La plupart du temps, ils n’ont aucune idée de MIG lors de leur arrivée au SNU. Le travail des compagnies consiste justement à travailler avec les jeunes, sur les temps libres, afin de les accompagner dans leur réflexion. Un forum de l’engagement est organisé durant le séjour, avec de nombreuses personnes engagées présentes pour répondre aux questions des jeunes. A l’issue du séjour, tous les jeunes réalisent une MIG en rentrant chez eux. A titre personnel, ma fille a fait son SNU l’an dernier et elle a choisi de faire sa MIG au Secours Populaire tous les mercredis après-midi, alors que cela n’a rien à voir avec son orientation professionnelle. Elle souhaiterait devenir ingénieure météorologue. Sans le SNU, elle n’aurait peut-être jamais entendu parler du Secours Populaire, elle n’aurait jamais pensé par elle-même à s’engager dans une mission d’intérêt général.

Le Laboratoire de la République : Qu’avez-vous envie de dire à un jeune qui aimerait participer au SNU ?

Bruno Thomas : Je pense que le SNU ouvre des portes à tous les jeunes qui y participent. Je recommanderais donc à tous les jeunes de participer au séjours de cohésion du SNU. Le meilleur moment pour y participer, à mon avis, c’est la Seconde, autour de 16 ans. Après, il y a le baccalauréat. Aujourd’hui, la grande majorité des jeunes qui participent au SNU sont en Seconde.

La notion de SNU obligatoire peut permettre d’atteindre l’objectif de mixité sociale Mais il faudrait pour cela qu’il expérimenté, réfléchi nationalement, peut être intégré aux programmes scolaires. Mais sa mise en œuvre ne peut se faire sans un maximum de pédagogie. Aujourd’hui, le SNU est un bon outil pour travailler la cohésion nationale, mais ce n’est pas le seul. Ce serait une erreur de penser que c’est le seul outil pour retravailler la cohésion nationale. Les séjours de vacances, les classes découvertes, les services civiques, les centres aérés… toutes ces expériences collectives sont autant de dispositifs qui contribuent à la cohésion nationale et mériteraient, tous, d’être renforcés.

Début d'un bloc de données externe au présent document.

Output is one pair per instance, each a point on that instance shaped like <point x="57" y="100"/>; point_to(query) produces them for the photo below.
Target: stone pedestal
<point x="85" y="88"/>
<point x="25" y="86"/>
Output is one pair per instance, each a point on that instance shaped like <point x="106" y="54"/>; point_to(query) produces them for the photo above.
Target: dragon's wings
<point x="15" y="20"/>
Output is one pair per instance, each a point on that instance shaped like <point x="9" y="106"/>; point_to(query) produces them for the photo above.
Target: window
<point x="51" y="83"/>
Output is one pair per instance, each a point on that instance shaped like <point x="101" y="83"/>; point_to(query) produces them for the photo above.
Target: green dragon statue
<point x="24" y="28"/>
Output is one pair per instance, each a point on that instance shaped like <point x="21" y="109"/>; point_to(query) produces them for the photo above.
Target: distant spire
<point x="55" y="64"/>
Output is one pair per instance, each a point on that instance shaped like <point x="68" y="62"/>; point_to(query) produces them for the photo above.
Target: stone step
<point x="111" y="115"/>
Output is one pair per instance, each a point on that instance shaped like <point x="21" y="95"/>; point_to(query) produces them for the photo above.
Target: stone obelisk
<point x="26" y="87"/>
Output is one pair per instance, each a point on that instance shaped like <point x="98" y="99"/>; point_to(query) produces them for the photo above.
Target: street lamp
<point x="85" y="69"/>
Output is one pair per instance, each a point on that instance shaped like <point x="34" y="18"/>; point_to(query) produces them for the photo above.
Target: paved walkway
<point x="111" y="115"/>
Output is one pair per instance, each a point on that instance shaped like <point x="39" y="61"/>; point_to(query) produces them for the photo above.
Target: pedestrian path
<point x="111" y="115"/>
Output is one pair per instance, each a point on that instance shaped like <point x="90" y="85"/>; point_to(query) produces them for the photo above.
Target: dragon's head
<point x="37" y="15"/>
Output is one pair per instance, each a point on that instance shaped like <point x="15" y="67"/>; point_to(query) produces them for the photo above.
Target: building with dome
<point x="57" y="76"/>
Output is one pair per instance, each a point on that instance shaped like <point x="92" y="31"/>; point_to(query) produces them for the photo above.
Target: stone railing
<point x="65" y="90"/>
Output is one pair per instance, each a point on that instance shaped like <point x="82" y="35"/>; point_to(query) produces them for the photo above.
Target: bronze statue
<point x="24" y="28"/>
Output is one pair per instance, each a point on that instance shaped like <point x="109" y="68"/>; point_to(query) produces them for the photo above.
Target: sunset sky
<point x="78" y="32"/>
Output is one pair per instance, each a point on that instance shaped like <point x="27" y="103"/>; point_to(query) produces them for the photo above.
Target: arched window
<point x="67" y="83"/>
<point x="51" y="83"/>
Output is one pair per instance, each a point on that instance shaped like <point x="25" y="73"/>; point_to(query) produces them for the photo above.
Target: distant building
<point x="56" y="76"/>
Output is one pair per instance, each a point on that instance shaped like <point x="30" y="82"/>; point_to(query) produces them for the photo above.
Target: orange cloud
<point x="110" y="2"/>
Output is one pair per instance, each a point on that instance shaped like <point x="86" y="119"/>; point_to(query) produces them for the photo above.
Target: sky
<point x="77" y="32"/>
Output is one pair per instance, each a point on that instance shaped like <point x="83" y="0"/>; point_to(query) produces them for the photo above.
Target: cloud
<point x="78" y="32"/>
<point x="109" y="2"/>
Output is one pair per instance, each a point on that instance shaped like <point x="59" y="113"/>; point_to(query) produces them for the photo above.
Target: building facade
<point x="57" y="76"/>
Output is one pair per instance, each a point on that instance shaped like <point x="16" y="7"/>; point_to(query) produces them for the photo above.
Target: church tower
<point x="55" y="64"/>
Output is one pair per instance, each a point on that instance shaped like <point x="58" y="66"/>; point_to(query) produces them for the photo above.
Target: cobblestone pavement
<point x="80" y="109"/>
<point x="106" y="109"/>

Une mise en place homogène sur tous les départements me semble très compliquée. Je pense qu’il vaut mieux tourner dans le sens où il est important d’avoir un cadre national mais avec des possibilités d’adaptation pour répondre au mieux aux attentes des jeunes volontaires.

Pour le SNU, on a trouvé une osmose départementale efficace, construite par les services de l’Etat, Jeunesse et Sport, préfète, défense, santé… Il ne faut pas être trop rigide, au risque de faire perdre une partie de l’âme, de la spontanéité et la réactivité qui font partie du succès du dispositif.

Propos recueillis le 19 janvier 2023.